Al despedirse de mí, mamá intentaba disimular el terror que sentía; aunque éste era diferente al que experimentaba cuando mi papá llegaba borracho y la azotaba sin piedad. La sangre que de ella emanaba mientras él la golpeaba, salpicaba las carpetas que había bordado y ésta se confundía con el rojo de las rosas. Mientras descargaba toda su furia, y yo intentaba defenderla, se abalanzaba contra mí, me ponía contra la pared para levantarme por el cuello hasta que mis pies dejaban de sentir el suelo, soltándome después con violencia. Caía aturdida y sin aire sobre el cemento. Mi mamá trataba de defenderme pero él la golpeaba con más fuerza hasta que la dejaba inconsciente. Satisfecho, el engendro que dios me dio como padre se tiraba sobre la cama exhausto, perdido; bañado en un sudor etílico. Yo, me quedaba quieta, hecha un ovillo en el rincón.

Dolorida, mamá trataba lavar sus carpetas, tallando con rabia la tela entonces blanca, era tan necia, que había absorbido su sangre hasta el hilo más recóndito, hasta el más fino. Restregaba con fuerza, el tono sanguinolento no desaparecía, quedando ahí como sombra perenne de aquellas flores.

Se hacía de otras telas para bordar un nuevo brote de flores, sólo que ahora éstas eran cada vez más tristes, los colores vivos habían muerto.

Después de la denuncia, mi papá tuvo que abandonar la casa. Mi mamá y yo empezamos a conocer lo que era vivir en paz, sin sobresaltos.
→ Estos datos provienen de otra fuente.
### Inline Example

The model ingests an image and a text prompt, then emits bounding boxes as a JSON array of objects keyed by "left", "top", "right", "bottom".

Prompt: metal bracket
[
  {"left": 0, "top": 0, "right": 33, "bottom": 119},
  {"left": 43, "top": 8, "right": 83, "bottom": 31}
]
Mi madre desayunó esa mañana tan de prisa que casi derrama el café sobre el colorido lienzo que en antaño había bordado. Ella seguía haciendo manteles y carpetas; después de un tiempo de quedarnos solas, poco a poco los racimos, las flores renacieron y tomaron tonos más alegres. En sus telas resurgió el rojo, aunque esparcido, tímido. A ella le gustaba ese color. Cada día que pasaba, en cada punto, el carmesí renacía. Hacía labor hasta altas horas de la noche bajo el único foco que teníamos en nuestro cuarto. Ahora lo hacía sin que le temblaran las manos, sin sobresaltarse con cualquier ruido. Aún aprovechaba su negra y larga cabellera que le caía como cascada, para ocultar su rostro; le servía como escudo para no develar el cansancio y la tristeza; mitigando su dolor en cada punto. Suspiraba mientras bordaba, sin contener las lágrimas que sin querer regaban las inertes flores.

Se despidió de mí y salió a la calle; su silueta fue engullida de inmediato por la oscuridad. Tenía que caminar cuatro cuadras para llegar a la avenida. Era una odisea; caminar entre grietas, adivinando nuevos hoyos inundados ya con agua nauseabunda. Lo principal, era no toparse con él.

Mamá nunca regresó…

Semanas después encontraron un cuerpo en un lote baldío, era una mujer que por su estado era irreconocible; supe que era mi mamá cuando dijeron que dentro de la bolsa que encontraron junto a ella había unas carpetas bordadas con rosas de un intenso bermellón…

En México mueren diez mujeres cada día. Muchas, jamás son localizadas. Niñas también son víctimas. La agresión no respeta edad.

Exijamos que se aplique la ley. Merecemos las mujeres vivir en país seguro. Un México sin distinción de género.